The moment the sky offers even a hint of sunshine, I hasten to my local park to revel in the luminescent bounty and to stretch my winter-weary limbs. Invariably, between the surrounding stillness and the rhythm of my breathing, I become aware that my inner voice is merrily chattering away. Loved ones, creative musings, grand visions and small miracles: a plethora of thoughts continually feature in the theater of my mind.
There was once a time when I chastised myself for this, disdaining the cacophony and likening it to the Tower of Babel. I would rein in and harness my itinerant thoughts, loyally returning to a primary precept of contemporary spiritual practice that encourages notions of stillness, being in the now, or quieting the mind.
But my unruly thoughts returned time and again.
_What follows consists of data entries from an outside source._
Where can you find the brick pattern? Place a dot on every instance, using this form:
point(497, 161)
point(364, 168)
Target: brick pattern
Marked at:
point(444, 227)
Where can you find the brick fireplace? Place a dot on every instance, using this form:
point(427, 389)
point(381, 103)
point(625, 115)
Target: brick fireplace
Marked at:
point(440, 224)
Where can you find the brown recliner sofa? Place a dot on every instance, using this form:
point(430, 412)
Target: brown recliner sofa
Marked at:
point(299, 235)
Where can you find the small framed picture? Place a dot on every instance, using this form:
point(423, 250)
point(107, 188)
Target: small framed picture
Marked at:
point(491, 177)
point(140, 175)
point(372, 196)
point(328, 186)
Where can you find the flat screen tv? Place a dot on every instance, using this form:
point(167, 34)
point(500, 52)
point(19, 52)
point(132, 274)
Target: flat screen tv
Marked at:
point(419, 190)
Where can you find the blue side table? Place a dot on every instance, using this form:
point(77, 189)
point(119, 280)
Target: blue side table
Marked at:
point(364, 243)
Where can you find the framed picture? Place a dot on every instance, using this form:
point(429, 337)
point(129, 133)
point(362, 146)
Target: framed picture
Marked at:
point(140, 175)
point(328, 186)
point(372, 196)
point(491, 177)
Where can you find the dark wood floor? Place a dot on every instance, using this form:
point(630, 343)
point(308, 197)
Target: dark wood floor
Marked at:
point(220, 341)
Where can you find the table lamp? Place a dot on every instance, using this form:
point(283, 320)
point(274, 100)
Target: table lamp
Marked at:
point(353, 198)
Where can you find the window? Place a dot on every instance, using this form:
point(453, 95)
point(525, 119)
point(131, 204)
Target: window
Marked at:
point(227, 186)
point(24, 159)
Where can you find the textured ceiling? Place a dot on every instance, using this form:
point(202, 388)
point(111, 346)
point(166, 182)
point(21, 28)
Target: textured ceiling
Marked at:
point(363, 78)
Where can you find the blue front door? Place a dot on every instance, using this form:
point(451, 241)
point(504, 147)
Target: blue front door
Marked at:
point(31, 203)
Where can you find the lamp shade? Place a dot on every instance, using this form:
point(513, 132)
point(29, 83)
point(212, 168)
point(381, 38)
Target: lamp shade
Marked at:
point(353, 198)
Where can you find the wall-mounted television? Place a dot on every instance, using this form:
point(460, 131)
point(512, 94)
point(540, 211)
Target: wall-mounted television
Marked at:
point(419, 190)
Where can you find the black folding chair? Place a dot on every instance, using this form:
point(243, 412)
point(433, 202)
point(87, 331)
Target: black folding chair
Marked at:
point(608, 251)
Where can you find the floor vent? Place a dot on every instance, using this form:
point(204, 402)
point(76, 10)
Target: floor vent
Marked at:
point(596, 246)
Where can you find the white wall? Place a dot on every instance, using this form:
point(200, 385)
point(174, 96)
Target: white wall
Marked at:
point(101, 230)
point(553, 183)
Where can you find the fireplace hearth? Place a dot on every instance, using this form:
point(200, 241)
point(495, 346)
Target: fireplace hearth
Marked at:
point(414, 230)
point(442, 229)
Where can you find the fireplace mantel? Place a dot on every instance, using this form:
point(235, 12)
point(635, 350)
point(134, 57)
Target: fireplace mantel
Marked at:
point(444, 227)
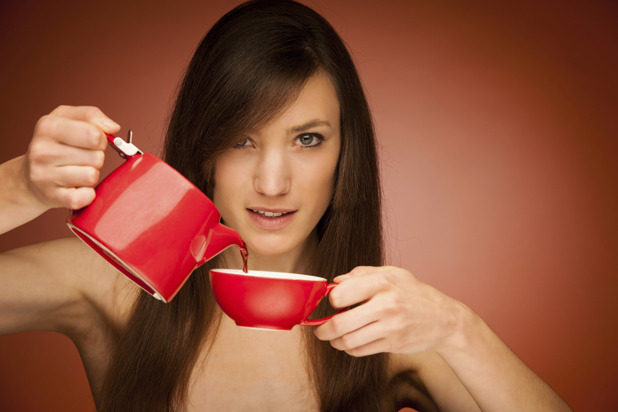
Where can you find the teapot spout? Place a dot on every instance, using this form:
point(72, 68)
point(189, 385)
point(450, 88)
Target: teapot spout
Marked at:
point(221, 237)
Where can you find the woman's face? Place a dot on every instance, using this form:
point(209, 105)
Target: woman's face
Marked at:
point(276, 183)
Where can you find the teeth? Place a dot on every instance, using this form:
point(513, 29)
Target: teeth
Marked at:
point(268, 214)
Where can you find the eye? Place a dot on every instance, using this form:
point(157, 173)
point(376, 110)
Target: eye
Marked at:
point(308, 140)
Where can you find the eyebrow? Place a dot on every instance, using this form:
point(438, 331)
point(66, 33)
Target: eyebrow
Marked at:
point(310, 124)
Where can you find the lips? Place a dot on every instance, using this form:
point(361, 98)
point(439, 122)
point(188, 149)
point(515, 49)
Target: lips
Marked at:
point(271, 219)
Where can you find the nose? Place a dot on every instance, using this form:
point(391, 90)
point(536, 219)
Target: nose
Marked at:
point(272, 174)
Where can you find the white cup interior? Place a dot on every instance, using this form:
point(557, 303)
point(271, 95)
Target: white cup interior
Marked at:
point(271, 275)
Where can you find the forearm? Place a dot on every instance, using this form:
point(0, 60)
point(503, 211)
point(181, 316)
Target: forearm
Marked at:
point(496, 378)
point(17, 203)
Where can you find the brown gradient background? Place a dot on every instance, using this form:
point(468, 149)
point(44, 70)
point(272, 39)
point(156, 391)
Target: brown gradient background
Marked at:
point(497, 125)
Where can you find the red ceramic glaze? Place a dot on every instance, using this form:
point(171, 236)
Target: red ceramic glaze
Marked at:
point(269, 300)
point(152, 224)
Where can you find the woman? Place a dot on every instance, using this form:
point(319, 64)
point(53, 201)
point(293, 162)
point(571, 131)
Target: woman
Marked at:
point(271, 122)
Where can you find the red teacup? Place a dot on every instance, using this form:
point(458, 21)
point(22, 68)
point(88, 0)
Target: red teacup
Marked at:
point(151, 223)
point(269, 300)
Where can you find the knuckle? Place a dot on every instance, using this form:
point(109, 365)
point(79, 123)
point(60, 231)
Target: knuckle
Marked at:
point(336, 325)
point(92, 112)
point(92, 137)
point(99, 159)
point(347, 342)
point(45, 126)
point(63, 108)
point(92, 176)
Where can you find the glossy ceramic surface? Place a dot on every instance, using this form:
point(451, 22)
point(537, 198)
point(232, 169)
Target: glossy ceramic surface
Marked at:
point(269, 300)
point(152, 224)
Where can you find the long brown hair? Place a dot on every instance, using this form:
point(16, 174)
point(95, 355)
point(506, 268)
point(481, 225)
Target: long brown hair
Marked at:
point(252, 63)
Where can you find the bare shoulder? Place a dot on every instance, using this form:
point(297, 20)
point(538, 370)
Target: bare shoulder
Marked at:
point(427, 374)
point(61, 285)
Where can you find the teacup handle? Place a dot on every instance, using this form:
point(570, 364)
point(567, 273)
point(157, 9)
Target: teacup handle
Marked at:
point(317, 322)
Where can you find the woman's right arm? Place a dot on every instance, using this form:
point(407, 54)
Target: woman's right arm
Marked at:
point(60, 168)
point(49, 286)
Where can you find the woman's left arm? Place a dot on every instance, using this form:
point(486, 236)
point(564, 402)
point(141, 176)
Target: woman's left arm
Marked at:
point(399, 314)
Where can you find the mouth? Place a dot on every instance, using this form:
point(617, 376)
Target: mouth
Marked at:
point(266, 213)
point(271, 219)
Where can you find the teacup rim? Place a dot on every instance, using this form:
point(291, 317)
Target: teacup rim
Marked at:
point(270, 274)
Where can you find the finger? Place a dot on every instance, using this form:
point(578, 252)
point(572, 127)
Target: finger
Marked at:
point(49, 154)
point(346, 322)
point(361, 285)
point(71, 132)
point(371, 348)
point(359, 338)
point(88, 114)
point(75, 198)
point(75, 176)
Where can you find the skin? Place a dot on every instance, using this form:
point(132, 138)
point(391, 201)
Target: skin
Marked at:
point(63, 286)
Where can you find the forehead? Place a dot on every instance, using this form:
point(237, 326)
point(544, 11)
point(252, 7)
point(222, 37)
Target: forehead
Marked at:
point(316, 105)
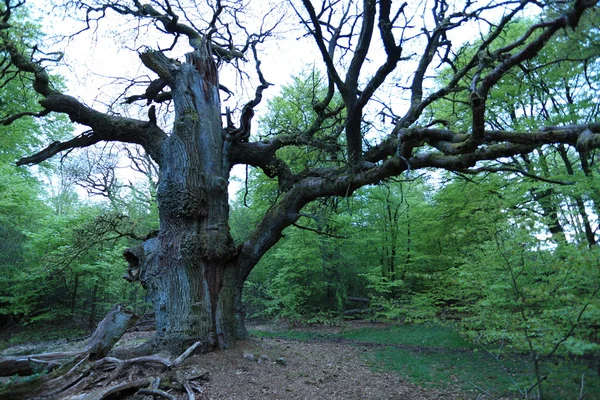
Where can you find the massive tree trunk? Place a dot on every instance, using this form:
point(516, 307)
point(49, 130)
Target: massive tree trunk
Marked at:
point(189, 269)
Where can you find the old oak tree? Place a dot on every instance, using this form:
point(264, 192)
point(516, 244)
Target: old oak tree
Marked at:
point(193, 270)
So, I stopped trying to influence them and something even more meaningful revealed itself: I discovered I could observe and witness the natural movement of my mind. What pure joy it is to be simultaneously attentive and unrestrained! When my intent is only to notice, my thoughts are nothing like babbling chaos, but more like burbling children romping in a sunlit field of daisies, and I am their proud mama.
This is something we often overlook on our spiritual path: inclusion.
Spiritual practice includes—everything.
I don’t have to endeavor to change anything; I include the thoughts or habits that I wish to be something else, as an experience of Self.
I do not have to actually “do” anything; I simply notice what I notice.
I don’t have to be other than who I am; I simply notice my impulses—and this cultivates a relationship of self-honesty.
Thich Nhat Hanh expressed this idea with four uncomplicated words:
I am that too.
I am that too is a powerful inclusion mantra, which you can silently invoke any time, for yourself or toward another. Begin with private discontents and work your way outward to other people and events. If you notice any discomfort, simply reaffirm: I am that too.
Inclusion allows self-honesty to flourish, and self-honesty leads to compassion. When you say these four words, and engage them with heartfelt intent, you can expect, at the very least, to experience a personal sense of peace and benevolence. I know I do.